Apakah Pahala Mengaji Sampai ke Arwah ?




Berdoa untuk kaum Muslim yang hidup atau yang sudah wafat adalah anjuran agama. Membaca al-Qur’an juga merupakan salah satu bentuk ibadah yang dianjurkan. Hanya saja, terdapat perbedaan paham di kalangan para ulama ihwal bermanfaat atau tidaknya bacaan itu bagi orang yang telah wafat. Memang, dalam kitab-kitab hadits standar, ditemukan hadits-hadits yang menganjurkan pembacaan al-Qur’an bagi orang yang akan atau telah wafat. Misalnya, Abû Dâwûd meriwayatkan bahwa sahabat Nabi, Ma‘qil bin Yasâr, menyatakan bahwa Nabi saw. bersabda, “Bacalah surah Yâsîn untuk orang-orang yang (akan atau sudah) mati (dari kaum Muslim).”
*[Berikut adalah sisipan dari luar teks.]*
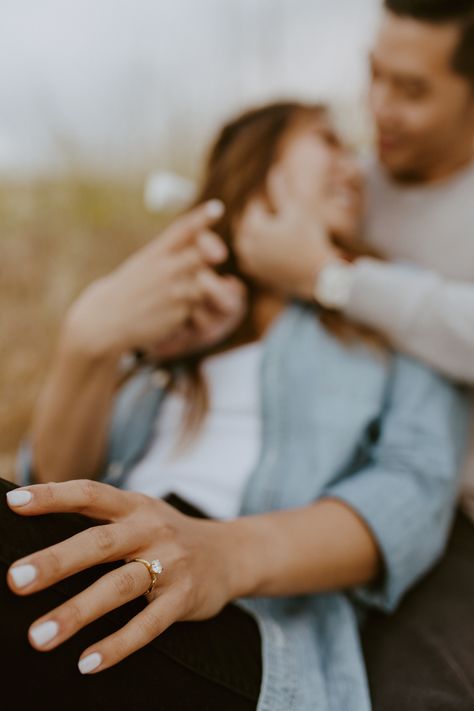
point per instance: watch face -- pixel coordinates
(333, 285)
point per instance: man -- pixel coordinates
(420, 210)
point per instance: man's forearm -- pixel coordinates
(421, 314)
(321, 547)
(71, 418)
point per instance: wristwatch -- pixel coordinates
(333, 284)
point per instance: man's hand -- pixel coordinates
(153, 293)
(216, 317)
(285, 248)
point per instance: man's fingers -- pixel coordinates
(212, 248)
(85, 496)
(142, 629)
(186, 228)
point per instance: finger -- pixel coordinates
(98, 544)
(109, 592)
(212, 248)
(189, 261)
(142, 629)
(85, 496)
(187, 227)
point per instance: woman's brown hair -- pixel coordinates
(236, 171)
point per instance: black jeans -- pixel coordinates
(210, 665)
(422, 657)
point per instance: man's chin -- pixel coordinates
(400, 169)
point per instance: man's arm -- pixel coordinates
(420, 312)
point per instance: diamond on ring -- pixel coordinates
(156, 566)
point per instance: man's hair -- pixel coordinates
(460, 12)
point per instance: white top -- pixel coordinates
(429, 314)
(212, 471)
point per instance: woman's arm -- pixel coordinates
(381, 527)
(375, 531)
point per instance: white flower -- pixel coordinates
(167, 191)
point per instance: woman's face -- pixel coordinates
(322, 175)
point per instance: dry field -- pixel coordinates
(54, 239)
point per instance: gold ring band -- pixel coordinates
(155, 569)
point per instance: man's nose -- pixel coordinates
(383, 105)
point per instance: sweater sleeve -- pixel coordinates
(406, 490)
(421, 313)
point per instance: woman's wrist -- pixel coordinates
(242, 547)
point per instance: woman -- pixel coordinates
(327, 464)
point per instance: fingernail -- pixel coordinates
(90, 663)
(18, 497)
(23, 574)
(44, 633)
(215, 208)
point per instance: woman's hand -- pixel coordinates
(152, 293)
(195, 584)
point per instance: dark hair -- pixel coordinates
(460, 12)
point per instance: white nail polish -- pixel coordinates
(44, 633)
(23, 575)
(90, 663)
(18, 497)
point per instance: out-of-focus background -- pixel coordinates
(97, 94)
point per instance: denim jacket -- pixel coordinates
(381, 433)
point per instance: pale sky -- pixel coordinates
(117, 85)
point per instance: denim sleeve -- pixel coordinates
(406, 492)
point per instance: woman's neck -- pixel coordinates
(266, 308)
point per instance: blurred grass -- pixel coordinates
(55, 237)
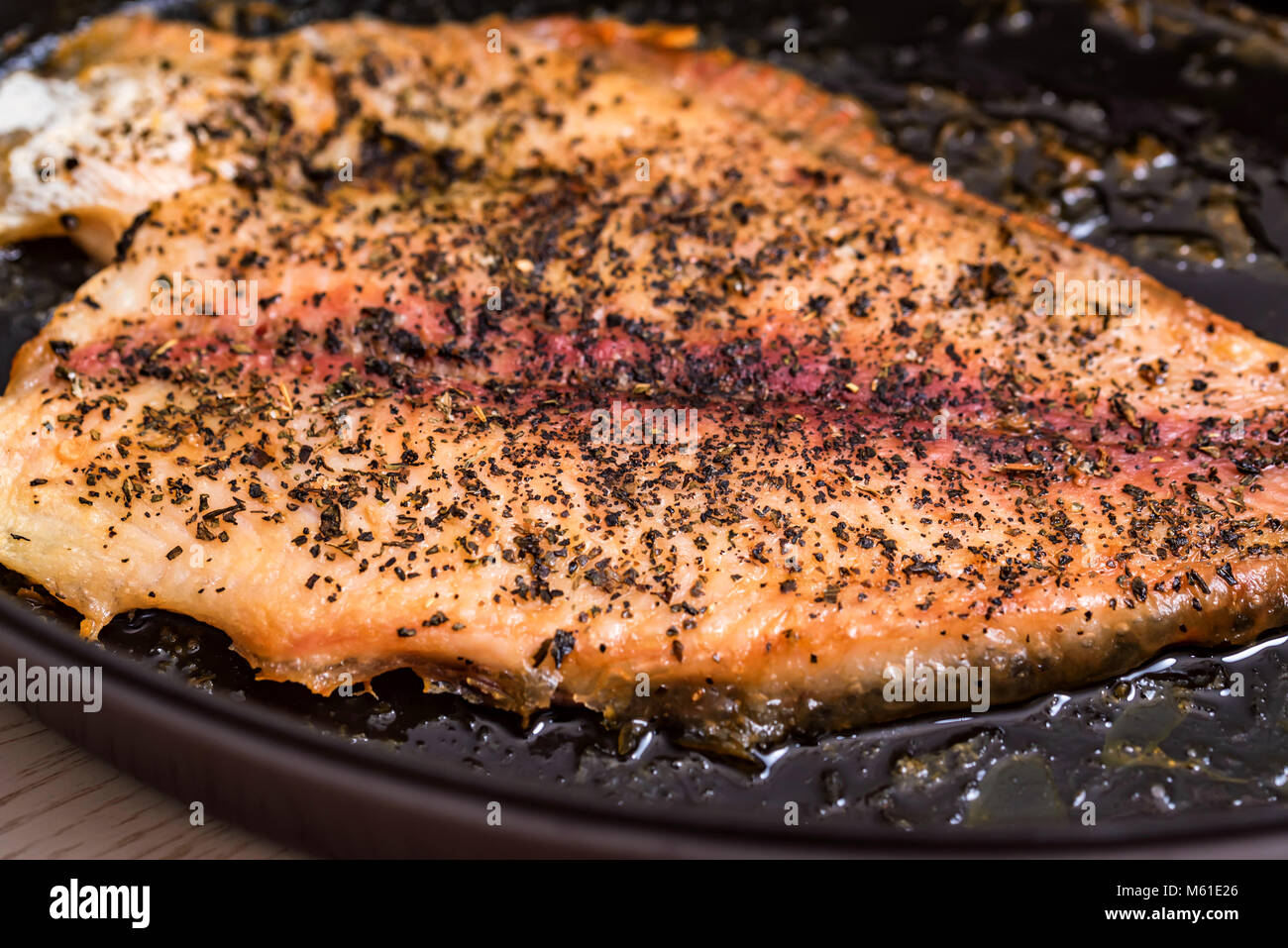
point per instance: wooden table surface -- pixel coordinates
(58, 801)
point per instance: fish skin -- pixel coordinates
(911, 463)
Nilai kesahihan hadits ini dan semacamnya diperselisihkan. Namun, di kalangan para ulama hadits, dikenal kaidah yang menyatakan bahwa hadits-hadits yang tidak terlalu lemah dapat diamalkan, khususnya dalam bidang berbagai keutamaan (fadhâ’il). Dalam konteks pertanyaan Anda, sebagian ulama menyatakan bahwa membaca al-Qur’an, pada dasarnya, dibenarkan, kapan dan di mana pun. Sekalipun hadits di atas lemah, atau bahkan tidak ada sama sekali, tidak ada halangan untuk membaca ayat-ayat al-Qur’an bagi orang yang akan atau sudah wafat.



Yang diperselisihkan oleh para ulama adalah apakah ganjaran bacaan itu dapat diperoleh oleh almarhum atau tidak. Dalam bukunya berjudul Yas’alûnaka, Syaikh Muhammad asy-Syarabashi mengutip pendapat al-Qarâfî dalam kitab al-Furûq bahwa kebajikan yang dilakukan seseorang kepada orang lain yang telah wafat mencakup tiga kategori: Pertama, disepakati tidak bermanfaat, seperti keimanan seseorang yang ingin diberikan ganjarannya kepada orang lain; kedua, disepakati bermanfaat seperti sedekah; dan ketiga, diperselisihkan apakah bermanfaat atau tidak, seperti menghajikan, berpuasa, dan membaca al-Qur’an untuknya.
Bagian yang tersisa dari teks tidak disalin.